Statistical and probability models: Represent data effectively

# Unit 3: Frequency polygons and line graphs

Dylan Busa

### Unit 3: Frequency polygons and line graphs

By the end of this unit you will be able to:

• Calculate measures of central tendency and percentiles on grouped data.
• Construct a frequency polygon.
• Construct a line graph.

## What you should know

Before you start this unit, make sure you can:

• Calculate measures of central tendency and percentiles. Refer to unit 3 of Subject outcome 4.1 if you need help with this.
• Construct a bar graph. Refer to unit 2 of this Subject outcome if you need help with this.
• Construct a histogram. Refer to unit 2 of this Subject outcome if you need help with this.

## Introduction

In this unit, we will continue to explore some other types of graphs that we can use to visualise data and make it easier to interpret. In particular we will look at how to create frequency polygons and line graphs. See Figures 1 and 2 for examples.

## Measures of central tendency for grouped data

In Subject outcome 4.1 we learnt how to calculate the three main measures of central tendency:

• The mean – the ‘average’ value calculated by dividing the sum of all the values by the number of values.
• The median – the centre-most value of the data set.
• The mode – the value in the data set that occurs most often.

Up until now, we calculated these measures on raw data. However, these values can also be calculated using grouped data.

### Example 3.1

The following frequency distribution shows the mass (in kilograms) of a troop of chimpanzees.
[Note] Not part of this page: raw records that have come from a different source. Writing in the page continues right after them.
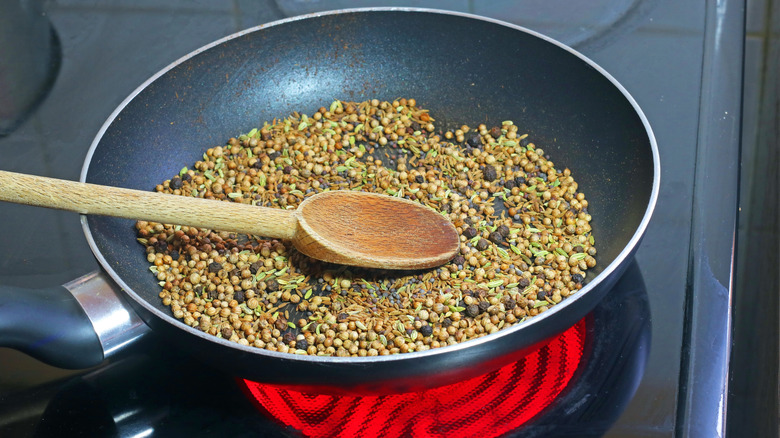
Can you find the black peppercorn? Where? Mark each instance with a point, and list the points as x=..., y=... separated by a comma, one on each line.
x=489, y=173
x=459, y=260
x=272, y=285
x=470, y=233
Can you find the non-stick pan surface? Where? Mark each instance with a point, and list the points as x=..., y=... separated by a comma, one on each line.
x=464, y=69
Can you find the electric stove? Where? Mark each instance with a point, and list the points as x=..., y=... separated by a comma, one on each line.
x=652, y=360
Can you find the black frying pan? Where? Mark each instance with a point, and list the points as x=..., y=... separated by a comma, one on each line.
x=465, y=69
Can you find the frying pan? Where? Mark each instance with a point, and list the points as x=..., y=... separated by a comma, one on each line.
x=465, y=69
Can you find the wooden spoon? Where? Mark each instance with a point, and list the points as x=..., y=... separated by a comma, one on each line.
x=346, y=227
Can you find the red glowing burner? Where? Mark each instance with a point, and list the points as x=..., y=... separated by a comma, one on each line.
x=486, y=406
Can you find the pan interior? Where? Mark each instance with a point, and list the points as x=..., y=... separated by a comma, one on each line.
x=462, y=69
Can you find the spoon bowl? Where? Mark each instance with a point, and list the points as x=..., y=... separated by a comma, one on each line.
x=351, y=228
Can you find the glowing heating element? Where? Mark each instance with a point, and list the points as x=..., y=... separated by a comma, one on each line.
x=486, y=406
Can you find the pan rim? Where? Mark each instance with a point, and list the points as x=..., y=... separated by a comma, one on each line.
x=625, y=253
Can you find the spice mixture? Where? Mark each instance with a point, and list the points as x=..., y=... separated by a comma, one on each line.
x=526, y=241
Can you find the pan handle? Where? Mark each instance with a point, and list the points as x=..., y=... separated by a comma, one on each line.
x=77, y=325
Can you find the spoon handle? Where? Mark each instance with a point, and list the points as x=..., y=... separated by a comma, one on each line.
x=151, y=206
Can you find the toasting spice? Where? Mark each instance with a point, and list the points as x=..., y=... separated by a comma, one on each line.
x=526, y=241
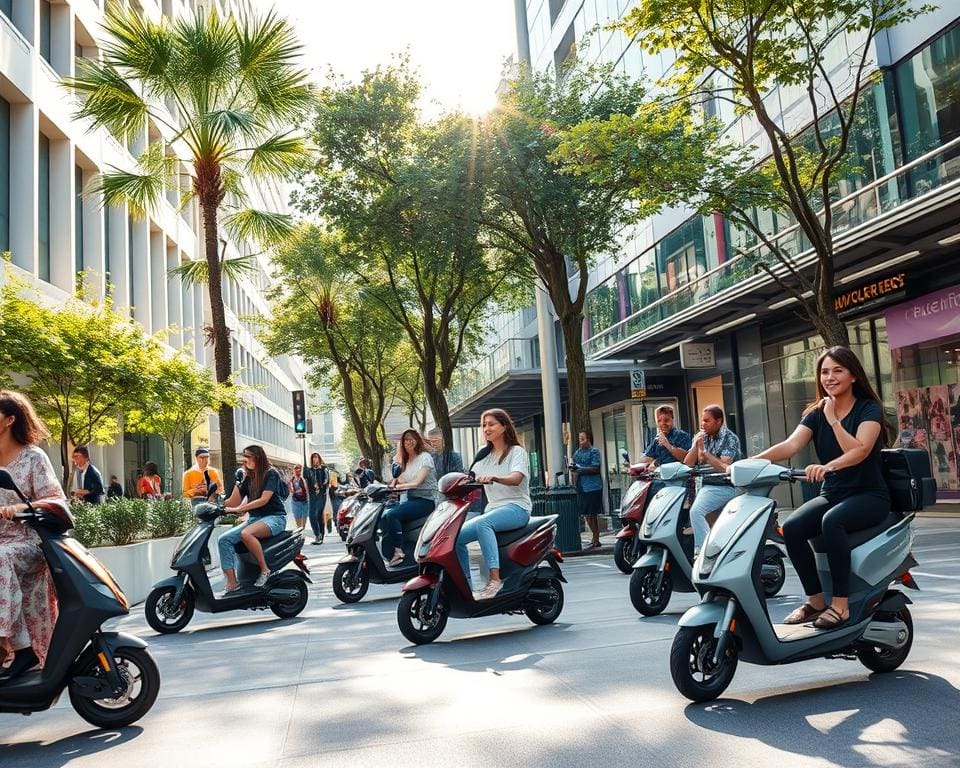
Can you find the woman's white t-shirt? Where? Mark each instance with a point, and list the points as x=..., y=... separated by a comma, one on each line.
x=499, y=495
x=426, y=489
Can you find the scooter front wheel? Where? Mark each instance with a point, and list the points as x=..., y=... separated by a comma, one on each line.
x=416, y=624
x=692, y=667
x=646, y=597
x=625, y=553
x=141, y=680
x=348, y=585
x=163, y=615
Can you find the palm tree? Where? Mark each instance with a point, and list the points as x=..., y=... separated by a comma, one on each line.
x=228, y=91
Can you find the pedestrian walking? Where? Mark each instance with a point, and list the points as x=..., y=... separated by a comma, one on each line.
x=197, y=479
x=589, y=483
x=444, y=461
x=299, y=498
x=87, y=480
x=317, y=477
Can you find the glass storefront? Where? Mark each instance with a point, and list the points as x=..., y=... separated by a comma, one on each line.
x=925, y=355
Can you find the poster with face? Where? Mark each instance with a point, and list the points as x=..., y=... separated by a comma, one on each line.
x=943, y=456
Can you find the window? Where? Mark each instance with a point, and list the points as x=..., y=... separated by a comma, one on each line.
x=43, y=200
x=4, y=175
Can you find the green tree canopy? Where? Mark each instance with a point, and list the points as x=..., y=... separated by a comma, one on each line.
x=227, y=90
x=85, y=365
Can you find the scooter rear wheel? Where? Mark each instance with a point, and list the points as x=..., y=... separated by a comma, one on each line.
x=346, y=586
x=625, y=553
x=165, y=617
x=644, y=594
x=543, y=614
x=141, y=676
x=289, y=610
x=415, y=625
x=888, y=659
x=691, y=664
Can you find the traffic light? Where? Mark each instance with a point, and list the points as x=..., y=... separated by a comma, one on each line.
x=299, y=412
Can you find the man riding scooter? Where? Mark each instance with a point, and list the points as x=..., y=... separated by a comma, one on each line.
x=716, y=447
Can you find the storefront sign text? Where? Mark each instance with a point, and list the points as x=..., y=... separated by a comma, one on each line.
x=933, y=316
x=872, y=291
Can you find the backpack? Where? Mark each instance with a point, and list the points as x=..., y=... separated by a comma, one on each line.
x=909, y=478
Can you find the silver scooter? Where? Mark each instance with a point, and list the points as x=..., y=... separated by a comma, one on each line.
x=667, y=563
x=731, y=621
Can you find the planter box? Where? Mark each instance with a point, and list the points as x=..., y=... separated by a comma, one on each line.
x=137, y=567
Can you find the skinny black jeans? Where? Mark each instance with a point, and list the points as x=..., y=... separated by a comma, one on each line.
x=834, y=518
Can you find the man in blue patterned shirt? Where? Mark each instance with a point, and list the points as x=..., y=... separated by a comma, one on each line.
x=589, y=483
x=717, y=447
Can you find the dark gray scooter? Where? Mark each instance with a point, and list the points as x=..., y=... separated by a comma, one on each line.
x=171, y=602
x=731, y=622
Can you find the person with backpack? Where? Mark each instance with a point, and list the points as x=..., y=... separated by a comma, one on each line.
x=318, y=478
x=299, y=497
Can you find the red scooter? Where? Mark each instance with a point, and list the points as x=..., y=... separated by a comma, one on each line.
x=633, y=507
x=529, y=567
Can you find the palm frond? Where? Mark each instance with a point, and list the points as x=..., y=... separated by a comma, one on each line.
x=107, y=99
x=198, y=272
x=141, y=189
x=264, y=227
x=279, y=155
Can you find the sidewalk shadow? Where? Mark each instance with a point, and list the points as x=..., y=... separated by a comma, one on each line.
x=64, y=751
x=836, y=722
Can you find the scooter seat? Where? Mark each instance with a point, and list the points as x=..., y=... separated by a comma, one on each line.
x=508, y=537
x=859, y=537
x=265, y=543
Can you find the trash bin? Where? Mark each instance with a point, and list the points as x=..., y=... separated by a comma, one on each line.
x=562, y=501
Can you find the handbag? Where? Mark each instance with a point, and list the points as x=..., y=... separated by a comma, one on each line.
x=909, y=478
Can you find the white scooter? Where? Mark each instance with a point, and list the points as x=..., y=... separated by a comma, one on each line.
x=731, y=622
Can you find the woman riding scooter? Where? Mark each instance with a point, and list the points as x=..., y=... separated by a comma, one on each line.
x=847, y=428
x=505, y=471
x=257, y=496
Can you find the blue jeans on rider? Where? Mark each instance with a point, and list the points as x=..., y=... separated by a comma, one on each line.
x=226, y=543
x=483, y=528
x=710, y=498
x=393, y=518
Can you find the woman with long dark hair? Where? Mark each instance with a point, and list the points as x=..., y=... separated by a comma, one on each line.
x=505, y=467
x=256, y=498
x=418, y=482
x=847, y=427
x=28, y=601
x=318, y=477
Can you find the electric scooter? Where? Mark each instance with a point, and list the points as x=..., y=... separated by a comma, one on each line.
x=667, y=564
x=364, y=564
x=731, y=621
x=171, y=603
x=629, y=547
x=529, y=568
x=111, y=678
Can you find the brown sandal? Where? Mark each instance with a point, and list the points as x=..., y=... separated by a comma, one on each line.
x=830, y=619
x=803, y=614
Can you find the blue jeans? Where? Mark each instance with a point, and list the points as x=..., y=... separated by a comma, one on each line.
x=393, y=518
x=483, y=528
x=228, y=557
x=710, y=498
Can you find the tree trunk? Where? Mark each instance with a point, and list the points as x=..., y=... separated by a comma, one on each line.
x=221, y=333
x=572, y=327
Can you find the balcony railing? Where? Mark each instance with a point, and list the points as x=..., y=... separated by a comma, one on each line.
x=912, y=181
x=511, y=355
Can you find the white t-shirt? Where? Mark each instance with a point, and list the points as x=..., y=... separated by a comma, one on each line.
x=499, y=495
x=426, y=489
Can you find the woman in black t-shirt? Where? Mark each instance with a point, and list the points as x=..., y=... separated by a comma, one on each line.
x=257, y=496
x=847, y=428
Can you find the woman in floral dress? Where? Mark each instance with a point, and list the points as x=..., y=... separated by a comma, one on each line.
x=28, y=602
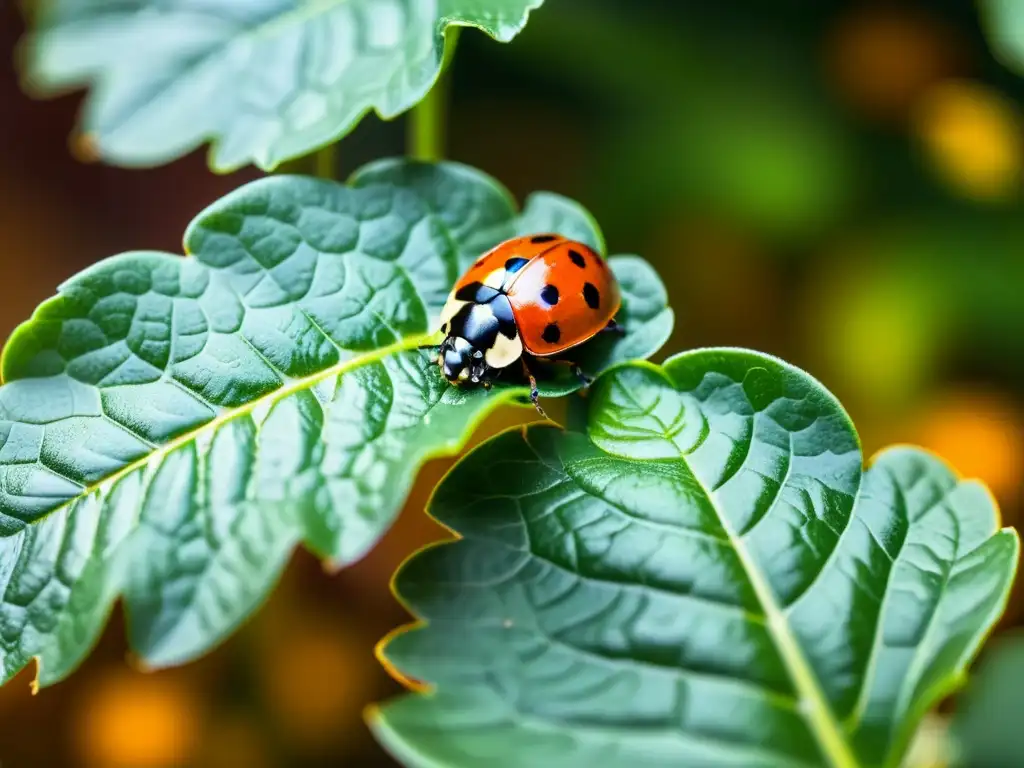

1. Calculate the approximate mean of the data.
2. Why can we only calculate the approximate mean?
3. What is the median and the median group?
4. What is the mode and the modal group?

Solutions

1. Because we do not have each individual value, we treat each value as though it is at the midpoint of the class. Therefore, we assume that there are seven values of $\scriptsize \displaystyle \frac{{40+45}}{2}=42.5$, $\scriptsize 10$ values of $\scriptsize \displaystyle \frac{{45+50}}{2}=47.5$, and so on. Therefore, the approximate mean of the grouped data is as follows:
\scriptsize \begin {align*}\bar{x}&=\displaystyle \frac{{\left( {42.5\times 7} \right)+\left( {47.5\times 10} \right)+\left( {52.5\times 15} \right)+\left( {57.5\times 12} \right)+\left( {62.5\times 6} \right)}}{{\left( {7+10+15+12+6} \right)}}\\&=\displaystyle \frac{{297.5+475+787.5+690+375}}{{50}}\\&=52.5\end {align*}
2. We can only approximate the mean because we do not have all the exact values and we must assume that each of the values within each class falls at the midpoint of that class.
3. Just as the median is the middle value of ungrouped data, the median of grouped data is the midpoint of the middle class. In this case, the middle class is $\scriptsize 50 \lt m\le 55$ so the median is $\scriptsize 52.5$. The median group is $\scriptsize 50 \lt m\le 55$.
4. Just as the mode is the most frequent value of ungrouped data, the mode of grouped data is the midpoint of the class with the greatest frequency. In this case, the class with the greatest frequency is $\scriptsize 50 \lt m\le 55$ so the mode is $\scriptsize 52.5$. The modal group is $\scriptsize 50 \lt m\le 55$.

### Exercise 3.1

The frequency distribution below shows the time taken (in minutes) for various games in a chess tournament to be completed.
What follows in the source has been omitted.